The text relating to figure 9-3 would need alteration too.

     3. In Unicode 1.0 the chart for Devanagari included more than one
nominal form of several letters and numerals, not just consonants.  In
draft 3.0, page 176, the last sentence of the paragraph beginning "Some
Devanagari letters ..." says: "In certain cases, however, more than
one nominal from is depicted for a single character, where a common
stylistic alternate of a nominal form exists."  Since the chart no longer
depicts alternate forms the sentence should be omitted.

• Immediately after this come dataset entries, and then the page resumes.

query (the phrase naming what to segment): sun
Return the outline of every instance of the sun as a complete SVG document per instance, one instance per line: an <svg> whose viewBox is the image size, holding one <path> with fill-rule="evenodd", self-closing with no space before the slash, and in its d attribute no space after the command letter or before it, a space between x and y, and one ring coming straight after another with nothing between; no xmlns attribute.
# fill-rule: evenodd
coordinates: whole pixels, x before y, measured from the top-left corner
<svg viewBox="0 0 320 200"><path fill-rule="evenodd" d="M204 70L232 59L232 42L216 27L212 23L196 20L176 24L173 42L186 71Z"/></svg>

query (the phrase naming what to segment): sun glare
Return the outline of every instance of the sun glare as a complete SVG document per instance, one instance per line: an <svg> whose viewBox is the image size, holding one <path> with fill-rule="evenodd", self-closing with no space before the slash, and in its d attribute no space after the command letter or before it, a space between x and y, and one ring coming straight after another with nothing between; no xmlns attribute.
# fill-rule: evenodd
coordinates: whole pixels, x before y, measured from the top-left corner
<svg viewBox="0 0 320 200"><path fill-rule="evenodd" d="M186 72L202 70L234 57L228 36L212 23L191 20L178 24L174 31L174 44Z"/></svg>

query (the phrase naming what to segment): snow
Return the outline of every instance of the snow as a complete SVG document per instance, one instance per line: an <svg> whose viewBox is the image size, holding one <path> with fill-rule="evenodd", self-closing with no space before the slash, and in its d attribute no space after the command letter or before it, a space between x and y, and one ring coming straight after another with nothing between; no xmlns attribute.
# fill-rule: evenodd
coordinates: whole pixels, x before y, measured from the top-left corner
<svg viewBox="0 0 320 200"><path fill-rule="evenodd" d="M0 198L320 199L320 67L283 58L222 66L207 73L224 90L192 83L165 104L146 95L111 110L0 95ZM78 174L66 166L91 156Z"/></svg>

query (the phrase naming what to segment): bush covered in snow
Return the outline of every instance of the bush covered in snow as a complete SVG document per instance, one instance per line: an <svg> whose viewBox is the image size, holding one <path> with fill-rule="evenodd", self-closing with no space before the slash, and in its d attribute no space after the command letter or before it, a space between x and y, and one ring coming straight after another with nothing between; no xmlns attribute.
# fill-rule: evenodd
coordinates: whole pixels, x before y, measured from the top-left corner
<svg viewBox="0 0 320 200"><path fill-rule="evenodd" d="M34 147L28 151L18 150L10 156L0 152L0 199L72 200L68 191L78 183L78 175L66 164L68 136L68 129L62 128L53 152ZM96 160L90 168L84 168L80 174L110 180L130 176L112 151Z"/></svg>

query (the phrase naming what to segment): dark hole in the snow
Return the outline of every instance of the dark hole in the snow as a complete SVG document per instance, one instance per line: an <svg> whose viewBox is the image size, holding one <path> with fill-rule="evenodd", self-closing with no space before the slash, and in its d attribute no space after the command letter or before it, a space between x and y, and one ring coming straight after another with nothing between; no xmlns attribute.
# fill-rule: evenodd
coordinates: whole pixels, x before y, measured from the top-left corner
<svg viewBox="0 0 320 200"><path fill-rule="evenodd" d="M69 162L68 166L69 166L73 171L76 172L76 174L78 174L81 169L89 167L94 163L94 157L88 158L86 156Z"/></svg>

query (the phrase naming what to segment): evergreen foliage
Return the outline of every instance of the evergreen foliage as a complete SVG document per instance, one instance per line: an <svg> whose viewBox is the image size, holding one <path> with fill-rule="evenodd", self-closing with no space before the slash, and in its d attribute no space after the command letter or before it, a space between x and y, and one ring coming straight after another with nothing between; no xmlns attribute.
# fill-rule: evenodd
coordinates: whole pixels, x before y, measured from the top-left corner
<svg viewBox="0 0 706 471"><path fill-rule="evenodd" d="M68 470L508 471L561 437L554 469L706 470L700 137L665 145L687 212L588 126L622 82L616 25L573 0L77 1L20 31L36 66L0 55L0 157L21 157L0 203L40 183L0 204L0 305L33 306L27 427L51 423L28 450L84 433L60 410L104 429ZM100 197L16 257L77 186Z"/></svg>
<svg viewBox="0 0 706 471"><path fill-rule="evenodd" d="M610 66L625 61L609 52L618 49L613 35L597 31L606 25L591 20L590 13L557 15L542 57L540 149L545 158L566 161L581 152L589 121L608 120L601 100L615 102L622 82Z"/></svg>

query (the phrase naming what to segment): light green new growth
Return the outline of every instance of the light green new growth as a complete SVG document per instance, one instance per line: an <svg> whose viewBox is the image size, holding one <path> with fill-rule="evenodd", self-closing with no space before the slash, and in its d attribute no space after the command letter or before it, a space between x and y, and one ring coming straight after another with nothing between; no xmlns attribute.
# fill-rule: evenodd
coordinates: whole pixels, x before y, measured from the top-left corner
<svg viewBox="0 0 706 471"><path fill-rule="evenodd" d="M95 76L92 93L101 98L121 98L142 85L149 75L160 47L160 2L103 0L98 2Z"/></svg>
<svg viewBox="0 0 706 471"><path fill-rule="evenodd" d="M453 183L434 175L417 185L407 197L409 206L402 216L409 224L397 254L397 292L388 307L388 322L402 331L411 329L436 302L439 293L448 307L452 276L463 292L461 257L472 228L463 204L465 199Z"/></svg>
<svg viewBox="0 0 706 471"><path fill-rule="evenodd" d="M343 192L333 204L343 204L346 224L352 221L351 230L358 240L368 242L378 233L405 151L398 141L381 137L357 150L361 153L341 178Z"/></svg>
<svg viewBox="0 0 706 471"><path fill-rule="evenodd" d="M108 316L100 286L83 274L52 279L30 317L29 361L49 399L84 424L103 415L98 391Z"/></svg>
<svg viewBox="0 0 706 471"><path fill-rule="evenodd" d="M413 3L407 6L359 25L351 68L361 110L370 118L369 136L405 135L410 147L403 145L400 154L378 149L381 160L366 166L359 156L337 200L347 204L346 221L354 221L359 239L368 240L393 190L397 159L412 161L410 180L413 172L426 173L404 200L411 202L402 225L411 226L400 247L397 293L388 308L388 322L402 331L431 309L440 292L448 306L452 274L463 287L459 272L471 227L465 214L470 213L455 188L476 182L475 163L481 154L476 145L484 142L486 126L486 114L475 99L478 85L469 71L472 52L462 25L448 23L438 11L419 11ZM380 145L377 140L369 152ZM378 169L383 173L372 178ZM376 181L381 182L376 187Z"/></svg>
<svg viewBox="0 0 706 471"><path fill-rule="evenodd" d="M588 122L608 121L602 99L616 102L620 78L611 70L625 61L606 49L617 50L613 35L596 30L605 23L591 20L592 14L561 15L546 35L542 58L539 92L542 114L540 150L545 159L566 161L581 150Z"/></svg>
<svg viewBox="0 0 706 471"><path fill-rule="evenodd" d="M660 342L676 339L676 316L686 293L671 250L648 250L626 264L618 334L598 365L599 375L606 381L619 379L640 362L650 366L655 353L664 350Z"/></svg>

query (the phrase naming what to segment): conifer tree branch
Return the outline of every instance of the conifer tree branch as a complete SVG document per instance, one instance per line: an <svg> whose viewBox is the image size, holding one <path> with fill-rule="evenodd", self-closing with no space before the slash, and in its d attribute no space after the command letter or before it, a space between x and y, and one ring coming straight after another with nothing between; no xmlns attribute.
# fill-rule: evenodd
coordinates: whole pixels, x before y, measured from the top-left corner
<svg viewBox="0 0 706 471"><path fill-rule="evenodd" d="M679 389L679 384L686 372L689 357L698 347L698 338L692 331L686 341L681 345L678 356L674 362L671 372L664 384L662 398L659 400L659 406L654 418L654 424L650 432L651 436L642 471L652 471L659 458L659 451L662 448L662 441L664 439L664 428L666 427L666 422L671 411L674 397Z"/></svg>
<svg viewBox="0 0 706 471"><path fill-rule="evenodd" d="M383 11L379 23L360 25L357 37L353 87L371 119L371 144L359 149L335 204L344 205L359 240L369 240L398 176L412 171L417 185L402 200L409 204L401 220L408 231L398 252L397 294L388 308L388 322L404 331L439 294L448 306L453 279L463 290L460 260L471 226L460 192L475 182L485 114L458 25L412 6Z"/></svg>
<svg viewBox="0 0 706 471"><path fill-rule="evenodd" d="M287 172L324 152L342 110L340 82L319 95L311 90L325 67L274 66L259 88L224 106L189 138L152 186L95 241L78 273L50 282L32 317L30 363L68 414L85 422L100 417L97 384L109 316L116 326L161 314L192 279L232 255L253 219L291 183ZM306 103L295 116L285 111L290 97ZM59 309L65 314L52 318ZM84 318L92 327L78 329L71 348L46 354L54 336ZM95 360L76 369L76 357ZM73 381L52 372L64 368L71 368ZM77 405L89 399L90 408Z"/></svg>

     4. In the charts of review draft 3.0, page, page 63, the note at 0931
might be changed to show its use for transcribing the Kannada, Telugu and
Malayalam RRA in Devanagari too.

ALTERNATE SOLUTIONS

     The above solution for the eyelash RA was recommended by Michael
Everson--I initially pointed out that the present convention had problems.
Lloyd Anderson has suggested defining a separate code because the
character is not phonetically a RRA.  Either solution (using RRA or a 
new code) would require careful reading of documentation and special attention
during creation of sorting software.  Using RRA has the virtue of matching
ISCII. Mark Davis has suggested that any dead RRA be displayed as an
eyelash RA, not just those followed by YA and HA.  It is my understanding
that when the Dravidian (not just Tamil) languages are given in
Devanagari, Indian practice is to display dead RRA with its dot and virama
unless the dead RA is followed by RA or HA.  (I have no idea how many
Southern Indians would read their language in Devanagari script.)  For
compatibility Mark Davis also wanted to retain the old ZWJ usage as a less
desirable option.  I think freeing the ZWJ to represent only RAsup (reph)
would be a preferable capability. 

     The more general topic of whether Unicode should provide for 
expressing parts of letters as in typographic and calligraphic texts, and,
if so, how to do so I leave for others on another day.   

     Thank you for your time and attention.

     Regards,
          Jim Agenbroad ( jage@LOC.gov )
     The above are purely personal opinions, not necessarily                      
the official views of any government or any agency of any.
Phone: 202 707-9612; Fax: 202 707-0955; US mail: I.T.S. Dev.Gp.4, Library
of Congress, 101 Independence Ave. SE, Washington, D.C. 20540-9334 U.S.A.